There's so much variety, from overseeing the FASTER study and helping with recruitment to supervising other research projects, getting new ideas off the ground and not to mention other academic commitments like teaching and administration. The most consistent thing in my day is the need for a strong coffee mid-morning!
What's your greatest research achievement?
I'm hoping that completing the FASTER will be one of my greatest achievements. There have been lots of complications and problems on the way with surgeons leaving, centres dropping out and hospitals closing that have made it a real challenge. It's also taught me an awful lot about the pitfalls and challenges of running clinical trials. Hopefully the results will be rewarding and may lead to a change in clinical practice if our hypothesis is right!

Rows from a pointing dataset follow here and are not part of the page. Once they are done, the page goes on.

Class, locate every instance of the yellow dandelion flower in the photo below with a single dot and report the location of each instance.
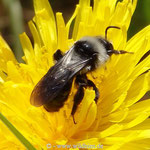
(119, 121)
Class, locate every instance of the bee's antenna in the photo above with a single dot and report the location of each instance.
(109, 27)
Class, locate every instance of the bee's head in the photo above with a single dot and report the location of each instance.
(94, 48)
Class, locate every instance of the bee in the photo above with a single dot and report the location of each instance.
(86, 54)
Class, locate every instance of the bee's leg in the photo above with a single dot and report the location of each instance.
(77, 100)
(97, 94)
(83, 79)
(58, 55)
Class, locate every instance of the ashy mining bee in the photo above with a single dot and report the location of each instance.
(84, 56)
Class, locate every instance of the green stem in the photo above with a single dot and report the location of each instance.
(20, 137)
(14, 9)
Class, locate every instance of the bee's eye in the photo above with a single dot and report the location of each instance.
(84, 49)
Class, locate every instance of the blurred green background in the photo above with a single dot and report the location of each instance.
(14, 15)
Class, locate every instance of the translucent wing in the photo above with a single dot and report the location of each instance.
(57, 77)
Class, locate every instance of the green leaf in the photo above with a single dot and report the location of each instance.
(20, 137)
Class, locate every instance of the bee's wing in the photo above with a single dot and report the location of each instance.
(56, 78)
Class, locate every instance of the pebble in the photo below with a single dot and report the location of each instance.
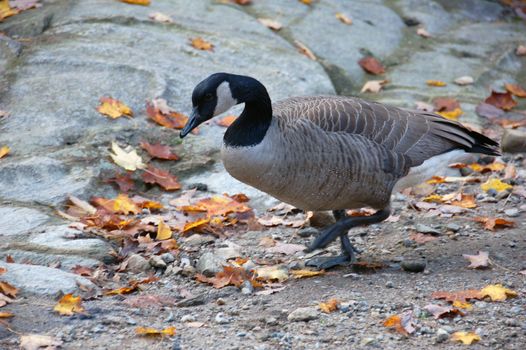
(303, 314)
(413, 265)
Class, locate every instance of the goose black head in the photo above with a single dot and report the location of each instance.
(211, 97)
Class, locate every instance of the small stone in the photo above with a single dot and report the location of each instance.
(308, 232)
(157, 262)
(221, 318)
(413, 265)
(303, 314)
(136, 263)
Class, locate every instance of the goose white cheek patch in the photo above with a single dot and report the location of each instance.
(225, 101)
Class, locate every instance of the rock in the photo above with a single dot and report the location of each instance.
(303, 314)
(513, 141)
(41, 280)
(137, 264)
(413, 265)
(157, 262)
(209, 264)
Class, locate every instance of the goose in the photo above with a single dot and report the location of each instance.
(330, 153)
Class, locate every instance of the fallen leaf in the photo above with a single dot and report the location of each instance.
(148, 331)
(227, 121)
(497, 292)
(163, 231)
(303, 49)
(4, 151)
(201, 44)
(515, 89)
(129, 160)
(343, 18)
(496, 185)
(371, 65)
(270, 23)
(159, 151)
(479, 261)
(464, 80)
(373, 86)
(467, 338)
(442, 311)
(160, 17)
(113, 108)
(137, 2)
(493, 223)
(37, 341)
(501, 100)
(161, 177)
(330, 305)
(403, 323)
(68, 305)
(437, 83)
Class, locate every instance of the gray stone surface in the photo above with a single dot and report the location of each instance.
(41, 280)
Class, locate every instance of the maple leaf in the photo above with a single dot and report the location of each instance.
(162, 178)
(343, 18)
(148, 331)
(481, 260)
(68, 305)
(128, 160)
(442, 311)
(158, 111)
(227, 121)
(373, 86)
(270, 23)
(201, 44)
(403, 323)
(113, 108)
(371, 65)
(159, 151)
(501, 100)
(4, 151)
(497, 292)
(515, 89)
(467, 338)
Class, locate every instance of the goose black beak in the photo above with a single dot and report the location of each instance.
(192, 123)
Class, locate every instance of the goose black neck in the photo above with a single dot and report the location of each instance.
(252, 125)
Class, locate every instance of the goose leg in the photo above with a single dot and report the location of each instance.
(339, 229)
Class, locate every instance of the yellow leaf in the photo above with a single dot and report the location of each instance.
(495, 184)
(435, 83)
(128, 160)
(4, 151)
(452, 115)
(497, 292)
(152, 331)
(306, 273)
(163, 231)
(113, 108)
(465, 337)
(68, 305)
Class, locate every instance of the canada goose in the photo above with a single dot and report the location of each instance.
(330, 152)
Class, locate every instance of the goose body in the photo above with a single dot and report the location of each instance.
(330, 152)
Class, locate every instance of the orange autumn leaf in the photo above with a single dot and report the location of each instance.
(371, 65)
(515, 89)
(165, 117)
(159, 151)
(68, 305)
(113, 108)
(501, 100)
(330, 305)
(226, 121)
(148, 331)
(201, 44)
(4, 151)
(162, 178)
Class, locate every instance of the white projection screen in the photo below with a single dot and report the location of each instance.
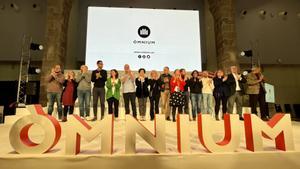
(143, 38)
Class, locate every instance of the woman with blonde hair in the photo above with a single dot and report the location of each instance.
(154, 94)
(221, 92)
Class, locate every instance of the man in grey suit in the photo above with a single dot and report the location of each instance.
(235, 82)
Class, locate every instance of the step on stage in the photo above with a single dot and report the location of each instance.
(146, 157)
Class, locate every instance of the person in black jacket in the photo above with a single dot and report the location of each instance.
(195, 85)
(99, 77)
(142, 92)
(221, 93)
(236, 91)
(69, 94)
(186, 92)
(154, 94)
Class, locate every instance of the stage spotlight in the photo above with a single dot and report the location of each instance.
(34, 70)
(247, 53)
(15, 7)
(243, 13)
(282, 13)
(36, 7)
(2, 7)
(262, 12)
(35, 46)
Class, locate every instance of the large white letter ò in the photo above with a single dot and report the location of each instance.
(19, 136)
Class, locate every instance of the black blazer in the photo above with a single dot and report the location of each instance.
(195, 86)
(74, 91)
(221, 88)
(232, 85)
(154, 88)
(142, 90)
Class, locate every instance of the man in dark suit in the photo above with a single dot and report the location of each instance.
(236, 88)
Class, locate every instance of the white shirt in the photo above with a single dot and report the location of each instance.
(128, 85)
(208, 85)
(114, 82)
(237, 86)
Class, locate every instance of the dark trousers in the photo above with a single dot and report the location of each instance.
(261, 99)
(218, 100)
(67, 109)
(187, 102)
(174, 111)
(130, 97)
(98, 93)
(154, 106)
(113, 106)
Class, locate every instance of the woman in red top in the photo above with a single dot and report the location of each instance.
(177, 98)
(69, 94)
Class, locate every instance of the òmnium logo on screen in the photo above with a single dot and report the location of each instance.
(144, 31)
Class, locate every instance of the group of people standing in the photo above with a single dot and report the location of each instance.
(173, 92)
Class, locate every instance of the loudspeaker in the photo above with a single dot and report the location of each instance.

Why did you choose to do this work?
I'm fascinated by how the body works and moves and how this can go wrong through either injury or disease, and I believe that an understanding of this can be used to manage patients more effectively and make their lives better. I think the constant challenge of research and how we always end up asking more questions than we answer keeps me motivated and interested in research. I don’t think all jobs offer this kind of challenge.
Do you ever think about how your work can help people with arthritis?
Of course. So much of what we do in our laboratories has the potential to help people with arthritis, although sometimes it must seem for them, as well as us, a long journey. FASTER is a good example; it started from a project we did almost 10 years ago which looked at how people did after spine surgery. Many patients were disappointed with their improvements after surgery and few saw a change in what they could do on a day-to-day basis. Of top of this, many patients taking part complained about the lack of post-operative care support they had, which made them very unsure about what they should and shouldn’t be doing. This was borne out by our survey of usual practice by surgeons and led to the development of an evidence-based patient information booklet, a rehabilitation programme and, of course, the clinical trial which has now been running for 2½ years.
What would you do if you weren’t a researcher?
I once thought professional sport would be great, but having worked closely with athletes I realise that not only do I not have the physiology but I don’t have the drive to push myself physically to the limits. However, having done a parabolic flight as part of our research, I’d love to be an astronaut; weightlessness was quite spectacular!
I'm married to one of the GB international rowing coaches so rowing and sport play a large part in our lives. We both run and train regularly and have been known to do the odd half marathon. I'm also the DIY demon in the house when my husband is away on training camps!
This article first appeared in Arthritis Today Winter 2008, issue 139.